Peter Teleborian éclata d'un petit rire.

- Non, ça je ne peux pas vous le dire. Je ne suis plus son évolution depuis plusieurs années et je ne sais pas à quel degré de psychose elle se trouve. Par contre, je peux vous dire tout de suite que je doute fort que le couple d'Enskede lui soit inconnu.

- Qu'est-ce qui vous fait dire ça ? demanda Hans Faste.

- L'une des faiblesses du traitement de Lisbeth Salander est qu'il n'y a jamais eu de diagnostic complet d'elle.

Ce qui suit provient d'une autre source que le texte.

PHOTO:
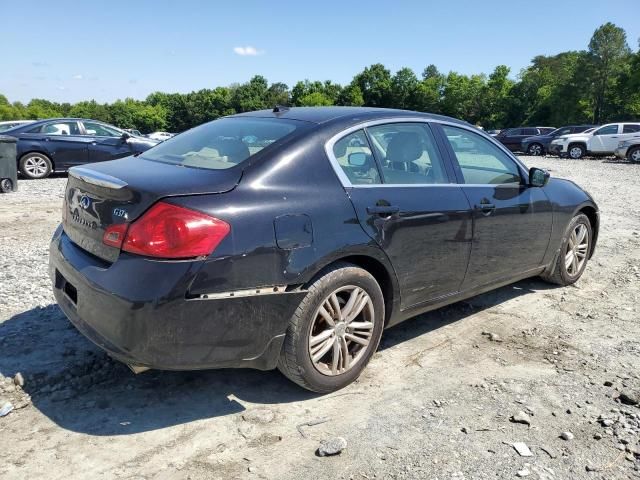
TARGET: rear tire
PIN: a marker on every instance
(6, 185)
(535, 149)
(574, 253)
(35, 165)
(324, 358)
(576, 151)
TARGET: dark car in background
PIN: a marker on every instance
(512, 137)
(539, 144)
(291, 238)
(55, 145)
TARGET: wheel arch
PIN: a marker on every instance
(381, 272)
(41, 152)
(592, 214)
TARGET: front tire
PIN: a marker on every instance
(633, 155)
(35, 165)
(535, 149)
(576, 151)
(335, 330)
(574, 253)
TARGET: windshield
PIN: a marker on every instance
(222, 143)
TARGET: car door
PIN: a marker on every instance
(406, 199)
(107, 142)
(605, 139)
(62, 142)
(511, 220)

Cela découle du fait qu'elle n'a pas été réceptive aux soins. Elle a toujours refusé de répondre aux questions ou de participer à toute forme de traitement thérapeutique.

- Vous ne savez donc pas si elle réellement malade ou pas ? demanda Sonja Modig. Je veux dire, s'il n'y a pas de diagnostic.

- Voyez les choses ainsi, dit Peter Teleborian. J'ai reçu Lisbeth Salander quand elle allait voir treize ans. Elle était psychotique, elle avait des phobies et souffrait d'une manie de la persécution manifeste. Elle a été ma patiente pendant deux ans quand elle était internée d'office à Sankt Stefan. La raison de son internement d'office était que tout au long de son enfance, elle avait fait preuve d'un comportement particulièrement violent envers ses camarades de classe, ses professeurs et des gens qu'elle connaissait. Plusieurs incidents avec coups et blessures ont été signalés au principal. Mais la violence avait toujours été dirigée contre des personnes dans son cercle de connaissances, c'est-à-dire contre quelqu'un qui avait dit ou fait une chose qu'elle prenait pour une offense. Il n'y a aucun exemple où elle se serait attaquée à un parfait inconnu. C'est pourquoi je crois qu'il existe un lien entre elle et le couple d'Enskede.

- A part l'attaque dans le métro quand elle avait dix-sept ans, dit Hans Faste.

- C'est un cas où nous devons considérer comme établi que c'est elle qui s'est fait agresser et qu'elle n'a fait que se défendre, dit Teleborian. La personne en question était un criminel sexuel notoire. Mais c'est également un bon exemple de sa façon d'agir. Elle aurait pu s'éloigner ou chercher une protection auprès des autres passagers du wagon. Elle a choisi de commettre des coups et blessures aggravés. Quand elle se sent menacée, elle réagit par voies de fait.

- Mais de quoi est-ce qu'elle souffre, alors ? demanda Bublanski.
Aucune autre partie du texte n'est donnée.